Abgestorbene Fichten sind vielerorts im Hoyaer Land zu sehen, wie unser Bild aus Eitzendorf zeigt. Auch andere Bäume sind vom neuerlichen Waldsterben betroffen, das auf Klimawandel und Trockenheit zurückgeführt wird. © Horst Friedrichs

Magelsen – Wie riesige verdorrte Weihnachtsbäume sehen sie aus, die sterbenden Fichten in heimischen Wäldern. Aber auch andere Bäume sind betroffen – vom neuerlichen Waldsterben. Mit voller Wucht hat es auch im Hoyaer Land eingesetzt. An vielen Orten künden dürre Zweige ohne jegliches Grün vom Tod der Bäume. Der Anblick weckt Erinnerungen an das Waldsterben der 80er-Jahre und an die „Kalk-Kanone“. So wurde das „schwere Geschütz“ genannt, das Hans Hittmeyer aus Magelsen damals gegen die Auswirkungen des sauren Regens auffuhr. Gegen das heutige Waldsterben, mutmaßlich verursacht durch Klimawandel und Trockenheit, scheint allerdings noch kein Kraut gewachsen zu sein.

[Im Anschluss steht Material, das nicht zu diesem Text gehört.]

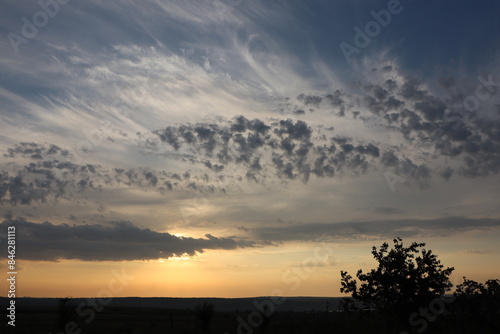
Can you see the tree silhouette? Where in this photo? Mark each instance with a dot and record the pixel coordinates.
(406, 278)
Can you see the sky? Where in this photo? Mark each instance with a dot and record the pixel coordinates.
(239, 148)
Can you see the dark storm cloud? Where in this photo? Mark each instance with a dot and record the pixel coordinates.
(118, 241)
(374, 229)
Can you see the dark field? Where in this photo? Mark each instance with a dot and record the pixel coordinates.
(295, 315)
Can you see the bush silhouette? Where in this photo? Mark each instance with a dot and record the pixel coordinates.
(406, 277)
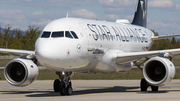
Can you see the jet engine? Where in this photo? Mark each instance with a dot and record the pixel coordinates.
(20, 72)
(158, 71)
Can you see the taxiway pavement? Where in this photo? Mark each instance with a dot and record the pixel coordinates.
(90, 90)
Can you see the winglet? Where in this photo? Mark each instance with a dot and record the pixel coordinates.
(67, 15)
(140, 17)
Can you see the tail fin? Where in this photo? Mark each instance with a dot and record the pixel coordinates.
(140, 17)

In akribischer Arbeit entwickelte Hans Hittmeyer in Magelsen Anfang der 80er-Jahre des vergangenen Jahrhunderts seine „Kanone“, die Kalk tonnenweise bis zu 150 Meter weit in die Wälder blasen konnte. Das mächtige Gebläse wurde von einem 200 PS starken Motor angetrieben und war in der Lage, den Kalk gleichmäßig auf den Waldboden zu stäuben. In einem Artikel der Kreiszeitung vom 23. Februar 1984 heißt es weiter, die Kanone und ein ausreichend großer Kalkbehälter seien auf einem dreiachsigen Holzrückefahrzeug montiert gewesen, das von einem zweiten 200-PS-Motor angetrieben wurde.

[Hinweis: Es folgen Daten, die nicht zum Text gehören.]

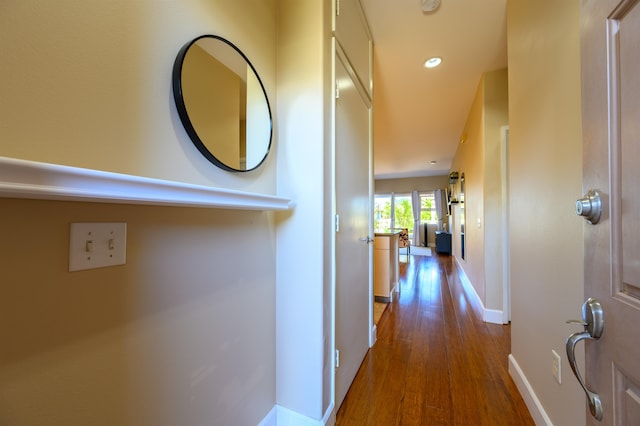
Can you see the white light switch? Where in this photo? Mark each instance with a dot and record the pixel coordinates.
(96, 245)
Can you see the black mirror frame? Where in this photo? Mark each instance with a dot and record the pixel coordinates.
(182, 109)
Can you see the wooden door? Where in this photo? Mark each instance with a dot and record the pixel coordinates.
(354, 292)
(611, 138)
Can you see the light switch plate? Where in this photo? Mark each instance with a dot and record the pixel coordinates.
(97, 245)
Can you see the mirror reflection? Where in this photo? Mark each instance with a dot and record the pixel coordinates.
(222, 103)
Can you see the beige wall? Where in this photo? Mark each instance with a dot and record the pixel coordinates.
(496, 115)
(183, 333)
(478, 158)
(545, 164)
(304, 239)
(96, 78)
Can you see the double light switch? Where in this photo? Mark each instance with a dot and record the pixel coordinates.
(97, 245)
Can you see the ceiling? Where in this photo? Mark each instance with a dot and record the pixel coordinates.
(420, 113)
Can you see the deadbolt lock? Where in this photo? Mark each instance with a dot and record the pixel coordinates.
(590, 207)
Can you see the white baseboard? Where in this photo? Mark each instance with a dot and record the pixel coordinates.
(493, 316)
(536, 409)
(281, 416)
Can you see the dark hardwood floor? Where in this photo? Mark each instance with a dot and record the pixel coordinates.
(435, 362)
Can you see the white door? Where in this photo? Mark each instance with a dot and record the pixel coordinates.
(354, 295)
(611, 141)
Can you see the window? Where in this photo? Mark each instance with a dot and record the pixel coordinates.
(428, 213)
(382, 213)
(395, 211)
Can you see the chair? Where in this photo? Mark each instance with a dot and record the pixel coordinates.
(403, 240)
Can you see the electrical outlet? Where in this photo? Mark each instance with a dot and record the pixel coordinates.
(556, 364)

„Fünf Tonnen Kalk pro Hektar mussten ausgebracht werden, um gegen den sauren Regen eine ausreichende Wirkung zu erzielen“, erläutert Hartmut Westermann vom Verein „Alte Schule Magelsen“ im Gespräch mit der Kreiszeitung. Westermann hat gemeinsam mit Wilhelm Meyer und Wilken Brüns im Archiv des Vereins nachgeforscht und Berichte über die Kalk-Kanone aufgespürt. „Das Gerät war in ganz Norddeutschland im Einsatz“, berichtet Wilhelm Meyer, und Wilken Brüns fügt hinzu: „In Fachkreisen war es hochgelobt.“

Als Gebrauchsmuster angemeldet und vom Technischen Überwachungsverein (TÜV) als Arbeitsmaschine anerkannt, konnte Hittmeyers Magelser Kanone bis zu acht Tonnen Kalk pro Stunde in den Wald schleudern. Fachleute waren damals von der hohen Wirksamkeit der Maschine begeistert. Nach technischen Schwierigkeiten stellte die Kanone aber einige Zeit später ihre Arbeit ein. Hubschrauber übernahmen das Regiment an der Kalk-Front, weitere großangelegte Umweltschutzmaßnahmen wurden verwirklicht, und das in den Achtzigern befürchtete große Waldsterben blieb aus.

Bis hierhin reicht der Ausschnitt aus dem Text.